Good translation is difficult work. It is easy to criticize but hard to do. While I am by no means an apologist for everything Luther, this particular subject is not an open and shut case of “adding words” to the Bible, as our own forum discussions have demonstrated in the past:
http://www.freerepublic.com/focus/f-religion/2801154/posts
See post#28 in particular.
As one who has attempted amateur translation of both Hebrew and Greek into modern, informal English (purely for my own edification - I would not foist such feeble exercises on the public at large), I can tell you there are gaps between the languages that are sometimes not easy to fill without making somewhat risky decisions about the meaning of the text and how best to represent it. I remember hearing about one translator (Wycliffe group, I think) working in a language where there was no word for love. Every single place the word appeared in the original it had to be adorned with added words that gave it the meaning of love in that linguistic context, in that culture.
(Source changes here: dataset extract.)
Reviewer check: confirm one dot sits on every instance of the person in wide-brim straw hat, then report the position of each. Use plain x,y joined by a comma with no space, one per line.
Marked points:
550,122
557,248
To fail to add those words would have been to refrain from telling the whole of God’s truth.
Again, I’m not making an argument for or against any particular choice of Luther. He was a man and was as fallible as any pope ever was. We all make mistakes, and then we justify them. Only God has an accurate score card. I’m just saying that in translation, to make a sound accusation against a particular choice of words, you need to do more than jsut say “added words” = “wrong words.” It may be true, or it may not. It depends on the specifics, case by case.
Donning flame-retardant suit now ... There, I’m ready, flame away ...
Doesn’t Greek have 7? ways of saying love - depending on the depth of love and/or what it applies to? No flame from me. Surface readers (w/o the HS) are the ones critical, IMO. To be sure, they follow man-made teachings while saying they are followers of Jesus Christ/The Word.
Difficulty of translation doesn’t explain elimination of entire books from the Old and New Testaments.
I never miss a bullseye when shooting.
I shoot, then draw a circle around wherever the hole is.